Dancing by the stars.

What we don't have is any romance, despite the DVD box art touting it. Sure, we have a flashback where Sasha and Sveta are hanging out at a go-kart track and then running along some flowered lane hand-in-hand, but during their time in space there's nothing mentioned of it. And that's ok, 13-year old kids, remember, this isn't Kentucky.

That's fine, you can stop here.

Then an abandoned space station drifts by and they alter course to investigate. Is it from Earth? Is it alien? Does it matter? Who knows, nothing is ever explained at all. Fedya and Sasha go over to fix it up and literally fall in a hole and are trapped. Sveta comes to save them and also falls in the hole (never said these kids were geniuses). Eventually they find a hidden access tunnel and crawl through emerge in a seedy industrial area of Moscow...whaaaa?

Just gonna screw this thingie in.

So, I've been playing a lot of Fallout 4 this summer, partially because I've always loved the post-apocalypse genre and mostly because it's a damn fine game in every way (except for murdering my CPU). In the Fallout series, as surely you know (!), most of the Vaults were less fallout shelters and more diabolical psychological experiments designed to learn nefarious things about the humans trapped inside.
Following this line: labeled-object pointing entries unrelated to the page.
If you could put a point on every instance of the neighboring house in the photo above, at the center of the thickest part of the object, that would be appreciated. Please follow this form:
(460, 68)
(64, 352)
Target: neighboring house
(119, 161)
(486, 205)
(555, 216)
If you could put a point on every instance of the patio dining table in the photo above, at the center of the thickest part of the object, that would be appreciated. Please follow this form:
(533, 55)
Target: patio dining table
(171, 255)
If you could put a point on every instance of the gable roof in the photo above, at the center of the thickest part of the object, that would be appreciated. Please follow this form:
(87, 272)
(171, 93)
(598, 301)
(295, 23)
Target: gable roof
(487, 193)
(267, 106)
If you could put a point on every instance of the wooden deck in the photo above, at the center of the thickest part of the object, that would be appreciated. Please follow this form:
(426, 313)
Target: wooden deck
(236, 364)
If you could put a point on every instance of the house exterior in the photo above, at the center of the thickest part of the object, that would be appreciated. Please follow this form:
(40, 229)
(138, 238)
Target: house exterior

With that in mind, I guessed the SHOCKING PLOT TWIST of this movie about ten seconds into it, but it was still a fun ride anyway. Yes, it seems like the "space flight" was just a simulation, the kids never left Earth. Their actions were being closely monitored by scientists to see if kids that age really could handle the stress of being cosmonauts. It seems the answer was yes? Maybe? I don't care.

You all were just pawns.

The End.

Written in July 2017 by Nathan Decker.